Shiller - A primeira é que as pandemias são reais e devemos começar a nos preparar para a próxima pandemia. Quando as pessoas começarem a viajar novamente, os viajantes vão espalhar a pandemia pelo mundo.

E a outra lição é que precisamos de bons governos. Precisamos de governos que preparem e respondam a tempo.

O papel de qualquer presidente ou primeiro-ministro é enfrentar problemas. Talvez as pessoas tenham aprendido essa lição. Precisamos de alguém que seja um verdadeiro administrador no comando.

BBC News Mundo - Além da pandemia, existem outras narrativas que o preocupam?

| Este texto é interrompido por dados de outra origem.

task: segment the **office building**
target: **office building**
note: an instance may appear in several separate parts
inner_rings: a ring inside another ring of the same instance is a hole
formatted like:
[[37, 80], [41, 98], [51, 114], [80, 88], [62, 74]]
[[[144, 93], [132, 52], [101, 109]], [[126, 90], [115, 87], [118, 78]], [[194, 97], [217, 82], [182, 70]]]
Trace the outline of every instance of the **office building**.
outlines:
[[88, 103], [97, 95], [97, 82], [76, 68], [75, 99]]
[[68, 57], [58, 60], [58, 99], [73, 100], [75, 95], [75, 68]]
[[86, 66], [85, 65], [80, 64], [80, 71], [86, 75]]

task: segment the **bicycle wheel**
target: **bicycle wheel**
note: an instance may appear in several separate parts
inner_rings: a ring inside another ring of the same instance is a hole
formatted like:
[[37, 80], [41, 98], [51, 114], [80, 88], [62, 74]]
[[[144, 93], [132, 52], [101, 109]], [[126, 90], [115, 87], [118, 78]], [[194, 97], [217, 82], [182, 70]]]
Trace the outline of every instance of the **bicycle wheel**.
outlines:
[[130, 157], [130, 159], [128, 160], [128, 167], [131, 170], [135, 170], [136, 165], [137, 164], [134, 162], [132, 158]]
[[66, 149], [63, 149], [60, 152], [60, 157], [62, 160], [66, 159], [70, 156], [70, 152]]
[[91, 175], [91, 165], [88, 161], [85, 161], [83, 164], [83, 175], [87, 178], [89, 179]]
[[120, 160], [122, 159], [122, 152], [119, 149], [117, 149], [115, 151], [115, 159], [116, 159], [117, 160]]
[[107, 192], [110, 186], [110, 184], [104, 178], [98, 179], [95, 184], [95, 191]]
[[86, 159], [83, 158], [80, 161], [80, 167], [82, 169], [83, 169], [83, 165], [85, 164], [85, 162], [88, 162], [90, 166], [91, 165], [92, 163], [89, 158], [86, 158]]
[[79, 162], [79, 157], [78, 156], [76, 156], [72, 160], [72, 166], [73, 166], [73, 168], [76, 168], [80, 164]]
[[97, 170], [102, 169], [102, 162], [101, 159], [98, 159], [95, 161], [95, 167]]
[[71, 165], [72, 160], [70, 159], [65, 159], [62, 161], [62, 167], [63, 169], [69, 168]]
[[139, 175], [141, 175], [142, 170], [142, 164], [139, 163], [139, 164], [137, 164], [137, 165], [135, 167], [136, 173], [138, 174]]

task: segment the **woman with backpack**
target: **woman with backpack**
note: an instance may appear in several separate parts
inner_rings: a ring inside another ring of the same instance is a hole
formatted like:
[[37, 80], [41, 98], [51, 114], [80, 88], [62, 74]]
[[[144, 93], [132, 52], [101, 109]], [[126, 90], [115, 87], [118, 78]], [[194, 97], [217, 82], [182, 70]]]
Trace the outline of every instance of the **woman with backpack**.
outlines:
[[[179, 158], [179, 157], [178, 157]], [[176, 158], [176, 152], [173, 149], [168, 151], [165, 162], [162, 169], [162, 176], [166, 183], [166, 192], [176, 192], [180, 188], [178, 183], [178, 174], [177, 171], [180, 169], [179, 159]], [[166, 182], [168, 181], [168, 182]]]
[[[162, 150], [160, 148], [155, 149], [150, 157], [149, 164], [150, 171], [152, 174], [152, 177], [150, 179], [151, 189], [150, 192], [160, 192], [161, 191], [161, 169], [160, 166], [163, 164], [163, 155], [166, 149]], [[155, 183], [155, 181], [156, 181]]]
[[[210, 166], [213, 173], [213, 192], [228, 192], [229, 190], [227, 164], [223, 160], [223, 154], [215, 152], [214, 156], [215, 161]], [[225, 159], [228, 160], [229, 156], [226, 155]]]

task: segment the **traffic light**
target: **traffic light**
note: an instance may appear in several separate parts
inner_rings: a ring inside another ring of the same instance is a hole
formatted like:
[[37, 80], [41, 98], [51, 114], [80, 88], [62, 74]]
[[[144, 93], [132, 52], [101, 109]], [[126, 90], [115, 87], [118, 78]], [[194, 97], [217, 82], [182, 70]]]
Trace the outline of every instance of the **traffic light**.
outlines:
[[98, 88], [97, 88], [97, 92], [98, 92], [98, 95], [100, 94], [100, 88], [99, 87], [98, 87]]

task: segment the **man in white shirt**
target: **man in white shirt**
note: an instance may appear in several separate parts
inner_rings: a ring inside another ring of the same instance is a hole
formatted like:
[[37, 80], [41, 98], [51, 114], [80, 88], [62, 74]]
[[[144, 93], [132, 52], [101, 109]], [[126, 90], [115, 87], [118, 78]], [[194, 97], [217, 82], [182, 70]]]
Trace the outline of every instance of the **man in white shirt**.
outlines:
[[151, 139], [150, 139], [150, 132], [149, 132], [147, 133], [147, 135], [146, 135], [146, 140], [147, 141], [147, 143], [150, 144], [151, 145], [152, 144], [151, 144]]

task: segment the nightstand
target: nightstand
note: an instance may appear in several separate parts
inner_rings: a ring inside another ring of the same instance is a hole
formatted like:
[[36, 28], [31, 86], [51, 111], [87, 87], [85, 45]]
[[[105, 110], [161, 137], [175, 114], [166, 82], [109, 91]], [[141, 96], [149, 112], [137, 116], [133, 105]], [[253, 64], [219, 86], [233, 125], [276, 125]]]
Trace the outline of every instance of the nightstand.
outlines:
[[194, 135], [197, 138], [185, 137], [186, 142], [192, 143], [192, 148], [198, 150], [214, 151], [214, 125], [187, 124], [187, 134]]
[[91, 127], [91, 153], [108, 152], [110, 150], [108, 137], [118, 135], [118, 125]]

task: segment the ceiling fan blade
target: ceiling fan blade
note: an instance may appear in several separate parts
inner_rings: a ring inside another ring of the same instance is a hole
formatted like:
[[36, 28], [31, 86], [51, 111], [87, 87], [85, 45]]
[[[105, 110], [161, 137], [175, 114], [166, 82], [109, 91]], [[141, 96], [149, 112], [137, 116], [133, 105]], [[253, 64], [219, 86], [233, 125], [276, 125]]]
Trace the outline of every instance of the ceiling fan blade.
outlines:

Shiller - Existem outros problemas que foram de alguma forma encobertos pela atenção gigantesca que prestamos à pandemia.

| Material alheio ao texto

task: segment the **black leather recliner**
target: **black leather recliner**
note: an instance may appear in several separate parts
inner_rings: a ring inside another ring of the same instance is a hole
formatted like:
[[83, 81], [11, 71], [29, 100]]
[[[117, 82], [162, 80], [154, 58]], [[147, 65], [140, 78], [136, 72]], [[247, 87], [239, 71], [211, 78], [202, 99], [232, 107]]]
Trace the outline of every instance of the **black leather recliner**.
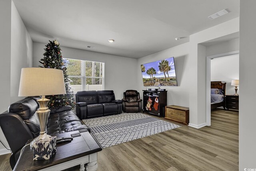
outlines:
[[128, 90], [124, 92], [123, 111], [126, 112], [139, 112], [142, 111], [142, 101], [140, 93], [136, 90]]
[[120, 114], [122, 101], [112, 90], [81, 91], [76, 94], [76, 114], [80, 119]]
[[[20, 150], [28, 140], [39, 135], [39, 121], [35, 112], [38, 108], [36, 100], [39, 96], [27, 97], [11, 104], [8, 110], [0, 114], [0, 126], [12, 153], [10, 158], [13, 169]], [[56, 136], [59, 133], [90, 129], [83, 124], [69, 106], [51, 109], [46, 129], [47, 134]]]

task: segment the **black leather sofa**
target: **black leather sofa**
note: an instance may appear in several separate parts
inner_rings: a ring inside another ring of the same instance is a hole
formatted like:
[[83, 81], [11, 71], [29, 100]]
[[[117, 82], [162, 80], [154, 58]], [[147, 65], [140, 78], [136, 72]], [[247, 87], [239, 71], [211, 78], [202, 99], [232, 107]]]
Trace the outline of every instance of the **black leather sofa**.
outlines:
[[139, 112], [142, 111], [142, 101], [140, 93], [136, 90], [128, 90], [124, 92], [123, 111], [126, 112]]
[[[8, 110], [0, 114], [0, 126], [12, 153], [10, 159], [13, 169], [18, 159], [22, 147], [29, 139], [39, 135], [39, 122], [35, 112], [39, 96], [27, 97], [11, 104]], [[58, 134], [90, 129], [83, 124], [69, 106], [54, 107], [48, 120], [47, 134]]]
[[81, 91], [76, 94], [76, 114], [80, 119], [120, 114], [122, 101], [112, 90]]

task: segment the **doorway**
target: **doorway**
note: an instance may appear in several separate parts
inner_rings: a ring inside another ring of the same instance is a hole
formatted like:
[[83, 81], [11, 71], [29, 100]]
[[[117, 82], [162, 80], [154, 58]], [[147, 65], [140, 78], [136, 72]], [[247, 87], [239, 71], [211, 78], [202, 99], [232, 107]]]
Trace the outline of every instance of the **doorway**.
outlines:
[[[239, 51], [206, 57], [206, 125], [211, 125], [211, 61], [222, 57], [231, 57], [239, 55]], [[221, 80], [219, 80], [221, 81]], [[231, 80], [230, 81], [231, 82]]]

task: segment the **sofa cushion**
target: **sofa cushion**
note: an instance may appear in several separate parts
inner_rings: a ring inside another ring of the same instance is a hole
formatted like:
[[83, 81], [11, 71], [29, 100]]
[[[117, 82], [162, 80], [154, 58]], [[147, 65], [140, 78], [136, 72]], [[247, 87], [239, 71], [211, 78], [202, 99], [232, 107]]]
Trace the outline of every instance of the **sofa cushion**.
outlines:
[[86, 102], [87, 104], [98, 103], [96, 91], [80, 91], [76, 93], [76, 102]]
[[138, 106], [139, 103], [136, 102], [125, 102], [126, 107]]
[[28, 127], [34, 138], [39, 135], [40, 131], [40, 125], [39, 120], [36, 113], [35, 113], [29, 119], [24, 120], [24, 122]]
[[27, 97], [11, 104], [8, 109], [8, 112], [15, 113], [23, 119], [29, 119], [38, 108], [36, 101]]
[[111, 102], [115, 100], [112, 90], [102, 90], [97, 91], [99, 103]]
[[87, 105], [87, 116], [96, 115], [103, 114], [103, 105], [102, 104]]
[[90, 131], [88, 127], [82, 124], [79, 118], [71, 110], [51, 114], [47, 127], [47, 134], [51, 136], [84, 128]]
[[118, 104], [115, 103], [103, 103], [104, 113], [117, 112], [118, 110]]

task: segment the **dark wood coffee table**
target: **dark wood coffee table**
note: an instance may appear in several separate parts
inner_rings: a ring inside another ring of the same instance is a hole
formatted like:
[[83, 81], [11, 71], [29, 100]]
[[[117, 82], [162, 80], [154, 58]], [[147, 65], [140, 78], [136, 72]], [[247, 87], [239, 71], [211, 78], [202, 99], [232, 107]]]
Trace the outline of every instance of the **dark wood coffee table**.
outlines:
[[[77, 133], [79, 132], [60, 134], [57, 138], [70, 137], [70, 134]], [[56, 154], [49, 160], [33, 160], [33, 148], [27, 145], [14, 171], [60, 171], [80, 165], [80, 171], [83, 171], [85, 163], [88, 163], [87, 171], [96, 171], [97, 152], [102, 150], [102, 147], [88, 131], [80, 134], [81, 136], [74, 138], [69, 142], [57, 144]]]

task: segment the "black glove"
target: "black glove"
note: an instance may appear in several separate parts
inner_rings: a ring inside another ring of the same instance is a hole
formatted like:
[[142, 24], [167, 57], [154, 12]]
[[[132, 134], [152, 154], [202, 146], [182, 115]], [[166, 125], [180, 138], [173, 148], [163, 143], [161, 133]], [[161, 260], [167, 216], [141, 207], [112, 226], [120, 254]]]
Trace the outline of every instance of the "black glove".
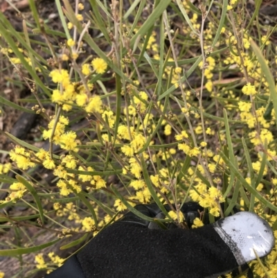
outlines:
[[[136, 209], [163, 218], [154, 204]], [[194, 202], [184, 204], [181, 211], [188, 226], [202, 209]], [[251, 212], [197, 229], [168, 227], [159, 229], [129, 212], [45, 278], [216, 277], [256, 259], [253, 248], [261, 257], [274, 244], [270, 226]]]

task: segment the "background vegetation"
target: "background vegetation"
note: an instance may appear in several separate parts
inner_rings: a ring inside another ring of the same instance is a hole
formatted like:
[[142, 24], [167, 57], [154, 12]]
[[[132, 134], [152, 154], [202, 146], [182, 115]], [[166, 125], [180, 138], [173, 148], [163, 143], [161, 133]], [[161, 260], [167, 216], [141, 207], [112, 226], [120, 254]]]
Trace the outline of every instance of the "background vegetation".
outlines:
[[[262, 1], [71, 2], [55, 1], [57, 28], [34, 0], [19, 31], [0, 13], [12, 277], [52, 271], [139, 203], [175, 204], [182, 227], [190, 200], [206, 208], [195, 227], [236, 207], [277, 236], [276, 26]], [[25, 137], [16, 111], [37, 115]], [[277, 277], [276, 252], [255, 277]]]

Há outra narrativa preocupante, que é a de robôs substituindo empregos humanos. A narrativa da inteligência artificial e a ideia de que poderia ser uma boa parte do aumento da desigualdade. Não é a única causa que pode ser estabelecida posteriormente.

Nossas vidas parecem ser dominadas pela tecnologia de tal maneira que não mais deixamos nossas casas. Conversamos através das redes sociais e as redes sociais estão se tornando uma realidade virtual com vínculos mais fortes.